Among the report’s findings was that to get to near 100% renewable electricity generation by 2030 would require a $42 billion investment before the end of the decade.
In a statement Contact provided to the Otago Daily Times yesterday, Mr McDonald said Contact was keen to work with the Government on options to get New Zealand closer to 100% renewable electricity.
"We have a direct interest in the specifics of the Lake Onslow scheme given the potential connection with Contact Energy's Roxburgh Dam because its operation would impact water flows around the Roxburgh Dam.
"Although the NZ Battery question is the right one, a multi-billion-dollar solution such as Onslow, with real risks of cost blowouts as has been experienced with a similar but smaller scheme in Australia [Snowy River Hydro], it is high-risk and expensive."

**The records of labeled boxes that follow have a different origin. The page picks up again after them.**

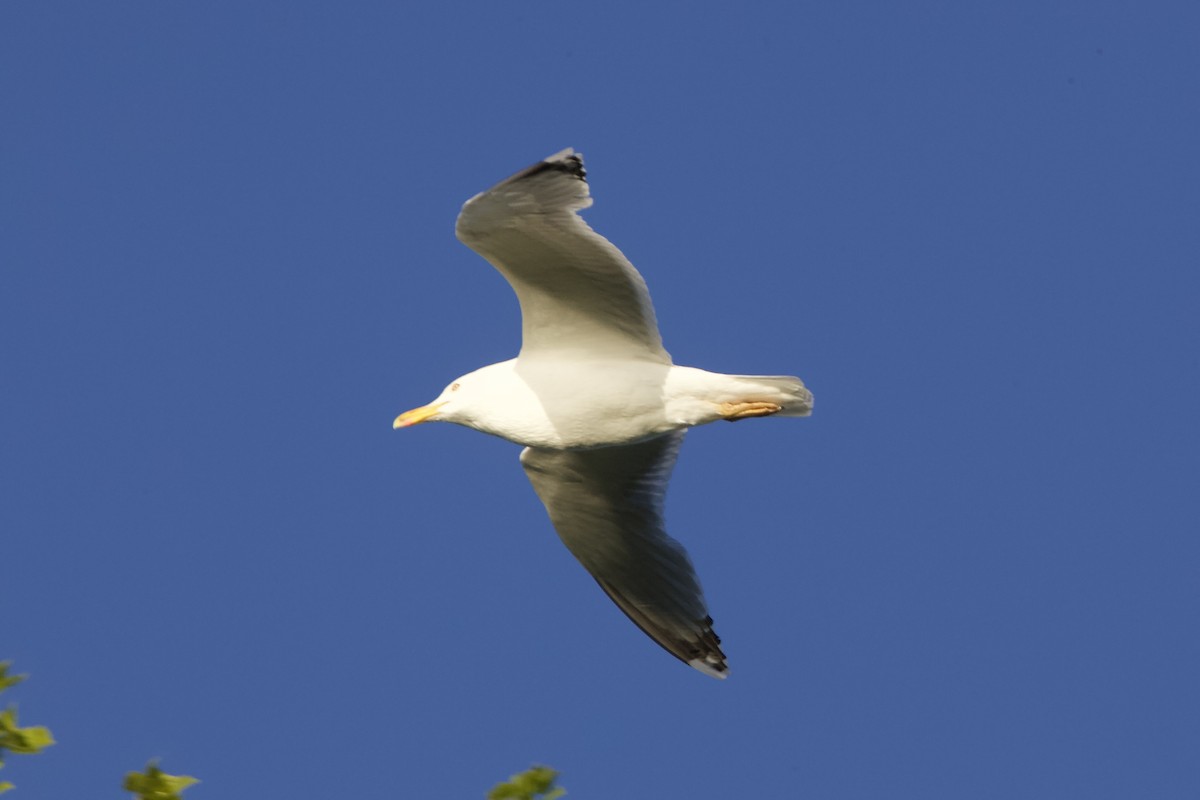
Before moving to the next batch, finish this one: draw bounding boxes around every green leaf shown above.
[487,766,566,800]
[0,705,54,754]
[0,661,28,692]
[125,762,199,800]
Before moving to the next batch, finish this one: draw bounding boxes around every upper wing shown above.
[521,431,728,678]
[455,149,671,363]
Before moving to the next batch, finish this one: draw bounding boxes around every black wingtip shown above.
[504,148,588,184]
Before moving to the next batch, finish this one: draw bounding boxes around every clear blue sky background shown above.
[0,0,1200,800]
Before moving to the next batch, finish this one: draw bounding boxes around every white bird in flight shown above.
[392,149,812,678]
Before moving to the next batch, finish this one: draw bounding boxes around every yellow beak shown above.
[391,402,445,431]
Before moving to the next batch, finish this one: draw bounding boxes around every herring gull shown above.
[392,149,812,678]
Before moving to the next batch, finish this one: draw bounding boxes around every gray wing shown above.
[455,149,671,363]
[521,431,728,678]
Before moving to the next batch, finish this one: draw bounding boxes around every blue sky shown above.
[0,0,1200,800]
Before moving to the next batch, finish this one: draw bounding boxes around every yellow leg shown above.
[720,403,784,422]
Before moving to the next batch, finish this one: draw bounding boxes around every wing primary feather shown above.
[521,431,728,678]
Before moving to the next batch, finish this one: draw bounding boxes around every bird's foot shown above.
[720,403,784,422]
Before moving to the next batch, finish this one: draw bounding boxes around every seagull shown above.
[392,149,812,678]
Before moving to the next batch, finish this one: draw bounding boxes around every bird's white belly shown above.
[472,361,682,450]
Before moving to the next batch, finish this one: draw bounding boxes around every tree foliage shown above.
[0,661,54,793]
[0,661,552,800]
[487,766,566,800]
[125,762,199,800]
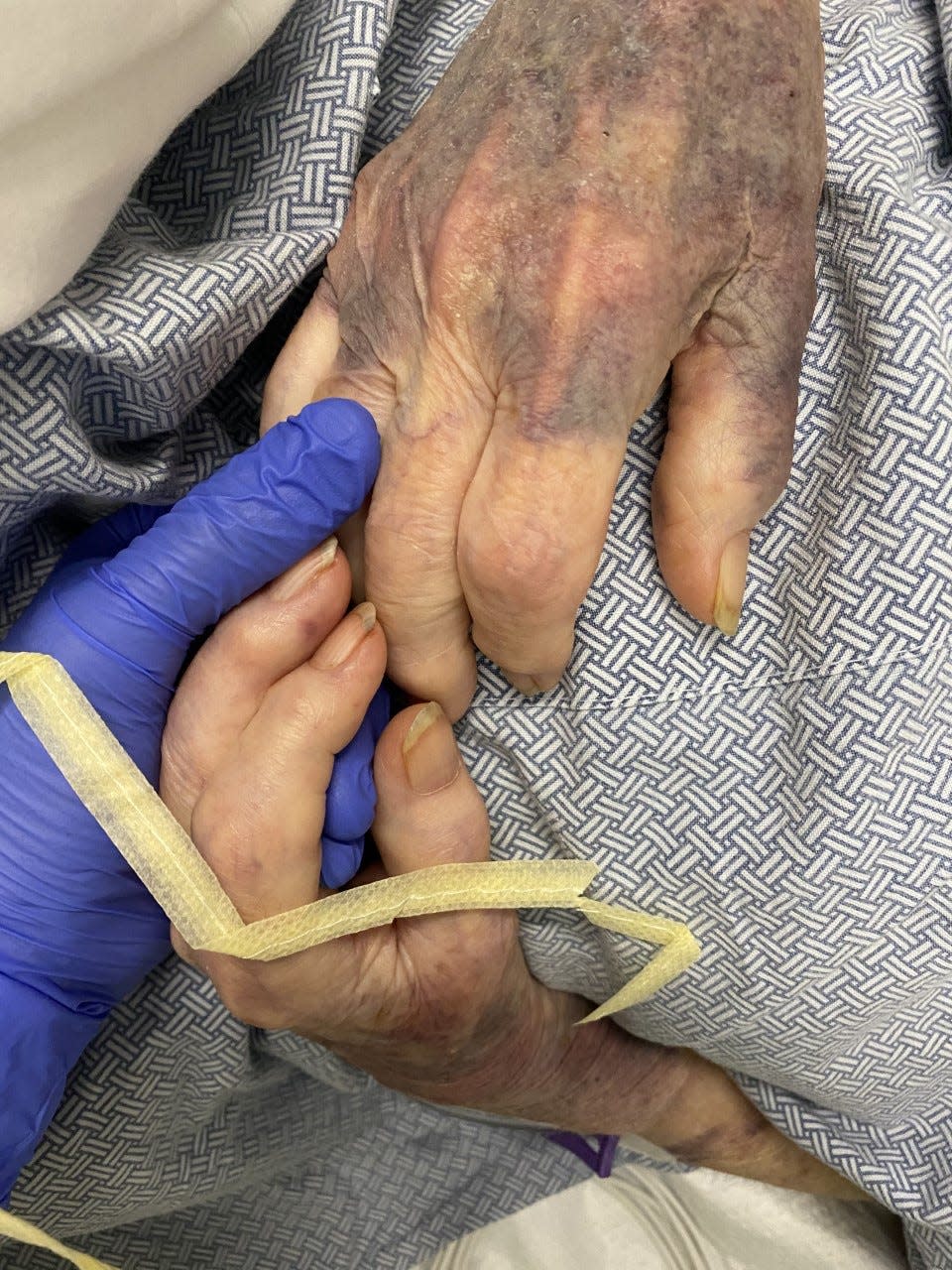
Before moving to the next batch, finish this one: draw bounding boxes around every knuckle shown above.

University of Waikato school of science associate professor Earl Bardsley, who first mooted the plan, said major power generators had from the beginning had a negative reaction to the Onslow project, which could bring down electricity prices, or at least end the volatility of the wholesale market.
"My opinion, for what’s it worth, is they are not so concerned with Onslow as such. I think the real worry is that the Government will use Onslow as kind of a price-fixing mechanism."
He said he believed Onslow would be set up to operate in the electricity market just like any other big player.
The Government’s Lake Onslow feasibility study is expected to be completed by the end of this year or early next year.
A spokeswoman for Energy and Resources Minister Megan Woods said the minister could respond today.